Starting from (0, 0) and performing action L, the reobot ends up in state: (1, 0)
Starting from (0, 0) and performing action L, the reobot ends up in state: (1, 0)
Starting from (0, 0) and performing action L, the reobot ends up in state: (0, 1)
Starting from (0, 0) and performing action L, the reobot ends up in state: (1, 0)
Starting from (0, 0) and performing action L, the reobot ends up in state: (1, 0)
Starting from (0, 0) and performing action L, the reobot ends up in state: (1, 0)
Starting from (0, 0) and performing action L, the reobot ends up in state: (1, 0)
Starting from (0, 0) and performing action L, the reobot ends up in state: (1, 0)
Starting from (0, 0) and performing action L, the reobot ends up in state: (1, 0)
Starting from (0, 0) and performing action L, the reobot ends up in state: (0, 0)


## Key Methods: *sample_episode()*

In **Dangerous GridWorld**, there is a method to sample a full trajectory following a given stochastic policy:
* *sample_episode( policy )*: returns an array of N elements (the number of steps), where each element is an array of 3 values *<state, action, reward>*.

The policy should be an array of N elements, one for each state, where each element is an array of A elements, where A is the number of possible actions from the state. This sequence of values represents the probability distribution over the actions. 

Supposing a uniform policy, where each action has the same probability of being selected:

In [10]:
policy = [[1 / env.action_space for _ in range(env.action_space)] for _ in range(env.observation_space)]

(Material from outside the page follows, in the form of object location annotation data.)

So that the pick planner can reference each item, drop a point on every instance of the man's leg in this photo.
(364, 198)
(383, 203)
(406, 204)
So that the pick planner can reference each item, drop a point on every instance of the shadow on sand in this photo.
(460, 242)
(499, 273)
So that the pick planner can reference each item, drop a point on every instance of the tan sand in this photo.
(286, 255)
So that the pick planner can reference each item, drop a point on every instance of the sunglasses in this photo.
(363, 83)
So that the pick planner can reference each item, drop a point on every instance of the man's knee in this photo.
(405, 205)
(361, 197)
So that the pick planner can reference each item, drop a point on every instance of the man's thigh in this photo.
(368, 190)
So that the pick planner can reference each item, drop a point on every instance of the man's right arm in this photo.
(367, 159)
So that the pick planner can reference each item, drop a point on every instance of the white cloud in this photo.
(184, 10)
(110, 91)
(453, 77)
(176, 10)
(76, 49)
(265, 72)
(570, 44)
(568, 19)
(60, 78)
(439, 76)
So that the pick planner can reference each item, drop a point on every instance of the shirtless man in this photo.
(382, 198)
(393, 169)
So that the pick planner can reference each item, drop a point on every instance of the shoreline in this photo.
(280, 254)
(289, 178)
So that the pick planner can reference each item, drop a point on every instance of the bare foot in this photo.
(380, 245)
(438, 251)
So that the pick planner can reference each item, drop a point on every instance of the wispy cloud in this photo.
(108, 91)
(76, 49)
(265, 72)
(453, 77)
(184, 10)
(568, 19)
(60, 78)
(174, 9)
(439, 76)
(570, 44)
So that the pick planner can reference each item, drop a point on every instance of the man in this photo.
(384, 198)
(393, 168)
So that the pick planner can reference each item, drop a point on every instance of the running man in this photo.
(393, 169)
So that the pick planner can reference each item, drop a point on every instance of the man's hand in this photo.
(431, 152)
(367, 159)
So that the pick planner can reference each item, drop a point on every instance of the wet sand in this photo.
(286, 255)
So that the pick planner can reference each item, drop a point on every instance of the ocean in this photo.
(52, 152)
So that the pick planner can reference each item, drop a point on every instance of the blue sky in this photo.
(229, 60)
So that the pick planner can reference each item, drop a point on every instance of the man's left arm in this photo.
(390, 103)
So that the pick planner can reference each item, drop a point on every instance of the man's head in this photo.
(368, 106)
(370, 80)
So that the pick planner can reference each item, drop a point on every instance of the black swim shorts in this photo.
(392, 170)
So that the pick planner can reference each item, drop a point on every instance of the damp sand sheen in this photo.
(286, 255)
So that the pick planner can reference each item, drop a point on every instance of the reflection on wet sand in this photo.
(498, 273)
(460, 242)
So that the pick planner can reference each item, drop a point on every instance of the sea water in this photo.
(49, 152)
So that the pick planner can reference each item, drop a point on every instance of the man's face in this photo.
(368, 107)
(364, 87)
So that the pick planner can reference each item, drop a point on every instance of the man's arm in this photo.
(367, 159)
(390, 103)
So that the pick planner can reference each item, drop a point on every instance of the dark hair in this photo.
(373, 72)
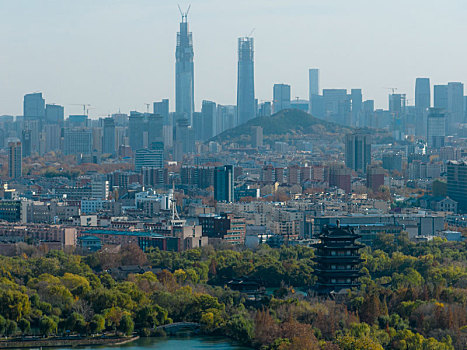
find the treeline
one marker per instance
(412, 296)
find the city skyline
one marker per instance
(118, 86)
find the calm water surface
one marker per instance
(176, 343)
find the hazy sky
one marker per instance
(120, 54)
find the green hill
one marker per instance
(287, 124)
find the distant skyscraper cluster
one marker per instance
(42, 127)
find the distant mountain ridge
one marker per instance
(289, 123)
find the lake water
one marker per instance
(176, 343)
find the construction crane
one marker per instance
(84, 105)
(184, 14)
(392, 90)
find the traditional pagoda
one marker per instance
(337, 259)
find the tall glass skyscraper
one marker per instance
(422, 103)
(422, 94)
(245, 81)
(184, 72)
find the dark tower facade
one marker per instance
(184, 72)
(337, 257)
(246, 81)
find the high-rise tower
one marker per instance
(422, 94)
(184, 71)
(15, 160)
(246, 81)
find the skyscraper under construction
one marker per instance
(184, 72)
(246, 81)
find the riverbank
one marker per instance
(64, 342)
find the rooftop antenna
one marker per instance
(184, 14)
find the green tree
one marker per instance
(11, 328)
(24, 325)
(47, 326)
(97, 324)
(126, 325)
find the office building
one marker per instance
(455, 106)
(441, 97)
(15, 159)
(281, 97)
(100, 188)
(77, 121)
(184, 72)
(31, 127)
(26, 142)
(209, 120)
(149, 158)
(340, 176)
(313, 79)
(422, 103)
(136, 130)
(162, 108)
(108, 138)
(224, 183)
(184, 139)
(392, 161)
(54, 114)
(34, 106)
(265, 109)
(368, 119)
(457, 183)
(337, 107)
(246, 109)
(225, 226)
(436, 128)
(226, 117)
(77, 141)
(358, 151)
(356, 101)
(155, 125)
(52, 137)
(422, 94)
(374, 177)
(397, 104)
(257, 137)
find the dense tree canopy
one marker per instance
(413, 296)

For example, from the state 0, we have the following (*uniform*) distribution over the actions:

In [11]:
print( "Distribution from state 0:", policy[0] ) # p (a | s ) => conditional probability of an action for a given state 

Distribution from state 0: [0.25, 0.25, 0.25, 0.25]


Following a complete episode starting from state **44**:

In [12]:
trajectory = env.sample_episode( policy )
print( trajectory )™

[[26, 2, -0.1], [19, 2, -0.1], [12, 1, -0.1], [19, 2, -0.1], [12, 0, -1]]


Each array element represents a step of the episode in the tuple *<state, action, reward>*. For example, the first element means that starting from state **44** and performing the action **0 (LEFT)**, the robot obtains a reward of **-0.1**.